Text detection with mobile camera using React Native and AWS Rekognition

18 June, 2018

I’ve been wanting to play around with text detection using react native. So I think this is a fun little project to start with. In this post we’ll go through creating the app in the video above.

We’ll be using the following services and libs:

All code in this post can be found here https://github.com/glenbray/text-reader

This will be split up into 3 different sections

  1. Configuration
  2. UI
  3. Text detection with camera and AWS Rekognition

Configuration

First thing we’ll do is setup our environment and create the react native project.

First we’ll install create react native app.

$ npm i -g create-react-native-app

Then create a new react native project called text-reader

$ create-react-native-app text-reader && cd text-reader

Install AWS Amplify in the react native project

$ yarn add aws-amplify aws-amplify-react-native

Install AWS mobile CLI

$ npm i -g awsmobile-cli

You’ll need to configure the CLI to use your AWS credentials

$ awsmobile configure

Lets create a src directory where we’ll store some code later

$ mkdir src

Now setup the backend

$ aws mobile init

You’ll notice that will also generate a file within the src directory which will contain your configuration for your backend.

Enable the cloud api

$ awsmobile cloud-api enable && awsmobile push

Finally, we’ll set the appropriate permissions for AWS Rekognition.

From the AWS console, navigate to IAM then select roles. Select the role name that was automatically created.

In the permissions tab, press Attach Policy. In the search box, search for rekognition. We won’t worry about setting specific policies so we’ll just grant full access by using the AmazonRekognitionFullAccess role. Select that role then click Attach Policy.

Now that we have done the configuration we can move on with setting up the UI.

User Interface

What we’ll do in this section is get the app up and running without any functionality and some fake data to start off with.

Lets start with installing react native elements.

yarn add react-native-elements

Lets get started creating our components

We’ll create 3 components and save them in the /src directory.

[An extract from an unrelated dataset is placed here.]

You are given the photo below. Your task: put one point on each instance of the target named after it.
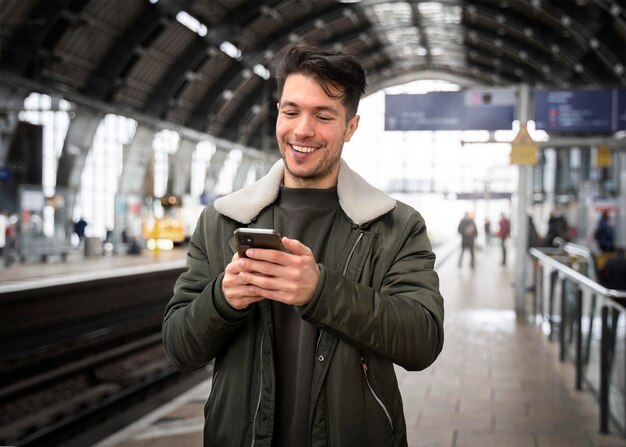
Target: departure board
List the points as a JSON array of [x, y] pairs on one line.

The ConfidenceBadge component is a badge component we’ll use to display the confidence percentage of the text detection.

Both the ErrorMessage and the Loader components will be used to display an error message and loader respectively.

import React from "react";
import { Badge } from "react-native-elements";
const ConfidenceBadge = ({ confidence }) => {
let color = "green";
if (confidence < 80) color = "orange";
if (confidence < 60) color = "red";
return (
<Badge
value={`${confidence}%`}
containerStyle={{ backgroundColor: color }}
/>
);
};
export default ConfidenceBadge;
view raw ConfidenceBadge.js hosted with ❤ by GitHub
import React from "react";
import { StyleSheet, Text, View } from "react-native";
const ErrorMessage = ({ message }) => (
<View style={styles.errorContainer}>
<Text style={styles.errorText}>{message}</Text>
</View>
);
const styles = StyleSheet.create({
errorContainer: {
flex: 1,
alignItems: "center",
justifyContent: "center"
},
errorText: {
color: "red"
}
});
export default ErrorMessage;
view raw ErrorMessage.js hosted with ❤ by GitHub
import React from "react";
import { ActivityIndicator } from "react-native";
const Loader = () => {
return <ActivityIndicator size="large" color="#9013FE" />;
};
export default Loader;
view raw Loader.js hosted with ❤ by GitHub

We’ll now create a component that we’ll use to render our text detections. You’ll notice that there is an array of fake text detections which we will replace soon.

src/DetectedTextList.js

import React from "react";
import { StyleSheet, Text, View, TouchableOpacity } from "react-native";
import { Icon } from "react-native-elements";
import { Camera } from "expo";
import Loader from "./Loader";
class TextDetectingCamera extends React.Component {
state = { loading: false };
constructor(props) {
super(props);
this.camera = React.createRef();
}
takePicture = async () => {
const options = { quality: 0.5, base64: true };
const photo = await this.camera.current.takePictureAsync(options);
this.setState({ loading: true }, async () => {
try {
this.props.close({ textDetections: [] });
} catch (err) {
console.log("error", err);
alert("An error has occured");
this.props.close({ textDetections: [] });
}
});
};
render() {
if (this.state.loading) {
return (
<View style={styles.loadingContainer}>
<Loader />
</View>
);
}
return (
<Camera
ref={this.camera}
style={styles.container}
type={Camera.Constants.Type.back}
>
<React.Fragment>
<View style={styles.closeCameraButton}>
<TouchableOpacity
onPress={() => this.props.close({ textDetections: [] })}
>
<Icon reverse raised name="close" />
</TouchableOpacity>
</View>
<View style={styles.captureImageButton}>
<TouchableOpacity onPress={this.takePicture}>
<Icon
containerStyle={{ backgroundColor: "red" }}
reverse
raised
name="photo-camera"
/>
</TouchableOpacity>
</View>
</React.Fragment>
</Camera>
);
}
}
const styles = StyleSheet.create({
container: {
flex: 1
},
loadingContainer: {
flex: 1,
alignItems: "center",
justifyContent: "center"
},
closeCameraButton: {
flex: 1,
alignItems: "flex-end",
justifyContent: "flex-start"
},
captureImageButton: {
flex: 1,
alignItems: "center",
justifyContent: "flex-end"
}
});
export default TextDetectingCamera;

TextDetectingCamera component will handle capturing the image and the text detection (in next section).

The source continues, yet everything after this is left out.